Sara and Annelie were eating take out from a local Chinese restaurant and watching Outlander on Netflix while Sara pointed out all the historical inaccuracies. Laurel's dinner was interrupted by a call from her friend and employer.

"She's hanging in, but barely. That dead flight drew is really weighing on her. She'll probably do better once she gets to work, but right now she has too much time to sit and think. They've cancelled all her press and TV appearances."

"How are the Nighthawk people?"

"We saw them for a total of thirty minutes, but they seem fine. Professional. Not the usual east coast assholes."

"Good. But remember, they're on our turf now. We're primary. If it goes badly, it's on us. Careful with the hand-offs."

"We'll be careful."

"Regular status updates," Renee said just before ending the call.

"What did she say?" Sara asked as Laurel sat down to resume her dinner.

"Careful with the hand-offs."

"No shit."

Laurel's phone vibrated again.

"Trish is on her way. Ten minutes."

"I'll put a plate together for her," Annelie said as she began to stand up.

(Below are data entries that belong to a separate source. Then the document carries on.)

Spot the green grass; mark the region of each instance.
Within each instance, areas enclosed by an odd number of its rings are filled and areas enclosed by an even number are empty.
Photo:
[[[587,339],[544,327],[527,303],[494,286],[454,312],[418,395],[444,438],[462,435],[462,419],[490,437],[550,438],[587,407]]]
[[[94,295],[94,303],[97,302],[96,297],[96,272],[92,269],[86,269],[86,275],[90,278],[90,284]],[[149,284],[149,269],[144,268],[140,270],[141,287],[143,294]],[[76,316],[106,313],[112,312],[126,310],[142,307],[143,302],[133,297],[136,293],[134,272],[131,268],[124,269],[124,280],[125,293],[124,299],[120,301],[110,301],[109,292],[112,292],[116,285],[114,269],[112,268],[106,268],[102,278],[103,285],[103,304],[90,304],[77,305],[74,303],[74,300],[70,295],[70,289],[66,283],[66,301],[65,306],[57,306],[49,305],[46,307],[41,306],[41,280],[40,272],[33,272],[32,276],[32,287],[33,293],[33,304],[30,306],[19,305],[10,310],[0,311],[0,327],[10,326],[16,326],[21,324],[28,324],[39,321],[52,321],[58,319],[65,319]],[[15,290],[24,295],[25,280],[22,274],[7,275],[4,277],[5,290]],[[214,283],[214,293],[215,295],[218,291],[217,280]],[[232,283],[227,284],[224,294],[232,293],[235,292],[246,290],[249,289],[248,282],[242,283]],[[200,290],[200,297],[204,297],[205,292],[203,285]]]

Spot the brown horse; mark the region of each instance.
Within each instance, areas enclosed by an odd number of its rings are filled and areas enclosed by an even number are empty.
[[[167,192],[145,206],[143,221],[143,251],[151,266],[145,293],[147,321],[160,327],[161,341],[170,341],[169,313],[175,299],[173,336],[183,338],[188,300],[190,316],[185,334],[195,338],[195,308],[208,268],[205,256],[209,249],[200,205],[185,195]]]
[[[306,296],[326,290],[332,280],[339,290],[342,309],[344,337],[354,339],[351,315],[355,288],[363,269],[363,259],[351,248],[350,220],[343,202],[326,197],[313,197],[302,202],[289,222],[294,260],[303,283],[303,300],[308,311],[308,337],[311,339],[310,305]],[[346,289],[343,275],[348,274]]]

Neither sister failed to notice the improvement in her mood.

"She can't feed herself?" Sara asked as her face and voice adopted that look and tone that Laurel knew from experience meant she was playing up the pouty jealous type, "you didn't put a plate together for me."

Finally, a fucking smile appears, Laurel thought as the tall woman flashed her very white teeth.

"Did you want me to?" Annelie asked as her voice adopted a deeper, more intimate tone.

"It would just have been nice to be asked," Sara answered as her head tilted down and away slightly.

Jesus Christ, Laurel thought, you don't think she knows acting when she sees it?

From the look that Annelie gave Sara as she went to grab a clean plate from the kitchenette, Laurel concluded that the answer to that question was No.